The decision to order the LITHOMAN-Insert presses was based on quality and productivity despite the availability of cheaper conventional equipment.
“We saw the press run at DRUPA and saw a commercial LITHOMAN run in Milwaukee,” said Steve Spies, vice president of manufacturing for Rhodes. “We were really impressed with the PECOM system, its interface with the press and with other systems. We were also impressed with the LITHOMAN’s AC motor shaftless technology -- which our industry has not seen before. We think shaftless drive will deliver significant quality advantages.
“We expect that the higher productivity of this press will help offset some of the pricing pressures everyone in the industry faces,” said Spies “LITHOMAN-Insert’s semi-automatic Power Plate Loading (PPL) – another technology not common in our industry – is a key feature that will allow us to make more changeovers more quickly.”
Prior to this order, Rhodes had not purchased MAN Roland presses.
“This is our first MAN Roland equipment,” said Carl Rhodes.“From our research, and through working with MAN Roland, we have come to feel very comfortable with their service and the dependability of the equipment. These presses represent a large investment, but we’re betting on them with this new press and they are betting on us to demonstrate LITHOMAN-Insert’s full capabilities in a production environment.”
The two presses and four folders are being installed in Rhodes’ standard duplex “T” arrangement pressline, able to operate with full interchangeability. The presses can be operated separately for different products or together running the same web for large page-count products or to double the production of a single product. Each press has two proven MAN Roland 2:5:5 folders. Each press line also includes a new model MEGTEC dryer for production of heatset products on coated paper.
The LITHOMAN-Insert has extensive presetting capability and centralized control with MAN Roland's intelligent PECOM press control system, double-circumference plate and blanket cylinders (42-inch diameter), Power Plate Loading (PPL) system and fully automatic reel splicers. It is possible to print up to four ribbons side by side, enabling an output of up to 64 pages per cylinder revolution. It features a pin type 2:5:5 folder tailored to the production of inserts, a single quarter folder, and a choice of dampeners suited to the high volume production of newspaper inserts. Either standard brush dampening or optional spray bar dampening can be ordered. The LITHOMAN-Insert press can be arranged in either a "T" as chosen by Rhodes or in an "L" configuration.

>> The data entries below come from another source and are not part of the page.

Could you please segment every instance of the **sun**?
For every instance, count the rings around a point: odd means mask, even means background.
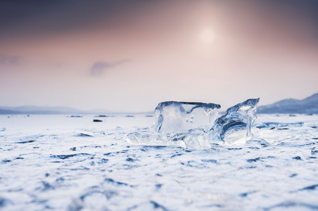
[[[210,28],[204,29],[200,34],[201,41],[207,44],[213,43],[216,38],[215,32]]]

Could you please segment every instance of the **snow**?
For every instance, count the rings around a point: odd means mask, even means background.
[[[318,209],[318,115],[257,116],[245,144],[194,150],[126,142],[149,115],[0,115],[0,209]]]

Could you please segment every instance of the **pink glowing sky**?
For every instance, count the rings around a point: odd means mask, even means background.
[[[2,1],[0,106],[151,111],[318,91],[315,1]]]

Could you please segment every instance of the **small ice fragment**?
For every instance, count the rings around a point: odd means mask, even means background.
[[[73,117],[73,118],[78,117],[78,117],[82,117],[82,115],[71,115],[71,117]]]
[[[209,132],[212,141],[225,143],[245,143],[251,137],[251,127],[259,98],[248,99],[226,110],[225,114],[215,120]]]
[[[191,129],[208,131],[221,106],[214,103],[167,101],[155,109],[156,131],[170,133]]]

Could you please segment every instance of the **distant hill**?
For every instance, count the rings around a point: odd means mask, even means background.
[[[69,107],[33,106],[1,107],[0,114],[85,114],[106,113],[104,110],[82,110]]]
[[[318,113],[318,93],[303,100],[288,98],[259,106],[257,113]]]

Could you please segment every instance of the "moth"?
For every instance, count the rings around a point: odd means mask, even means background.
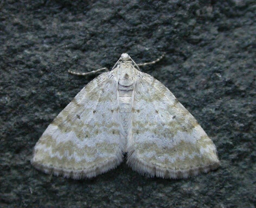
[[[56,176],[90,178],[116,167],[127,153],[128,165],[149,177],[185,178],[217,168],[216,147],[195,118],[167,87],[140,71],[163,56],[137,64],[122,54],[48,126],[35,147],[33,165]]]

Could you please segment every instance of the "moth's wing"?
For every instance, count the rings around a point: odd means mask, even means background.
[[[123,130],[113,79],[110,72],[94,79],[48,126],[34,148],[31,162],[36,168],[79,179],[121,162]]]
[[[219,166],[214,144],[167,87],[142,72],[135,91],[127,161],[134,170],[178,178]]]

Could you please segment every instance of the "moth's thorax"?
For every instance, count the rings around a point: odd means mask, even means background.
[[[117,77],[120,88],[129,87],[133,85],[137,69],[130,61],[124,61],[118,66]]]

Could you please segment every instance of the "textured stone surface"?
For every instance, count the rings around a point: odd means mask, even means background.
[[[0,207],[256,206],[254,0],[0,2]],[[123,162],[90,180],[39,172],[33,148],[47,125],[123,52],[165,84],[216,145],[215,171],[147,178]]]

Rhodes Printing Group is a privately owned company founded in 1973. In 1997 the company acquired Ad Team plants in Carrollton, Texas, and Rock Hill, South Carolina to supplement its existing production facilities in Charlestown, Indiana. The company currently employs more than 480 persons at the three locations and is looking forward to continued growth.
“We are expanding our operations and are always looking for new people to help us grow in what we feel is a very good work environment,” said Rhodes.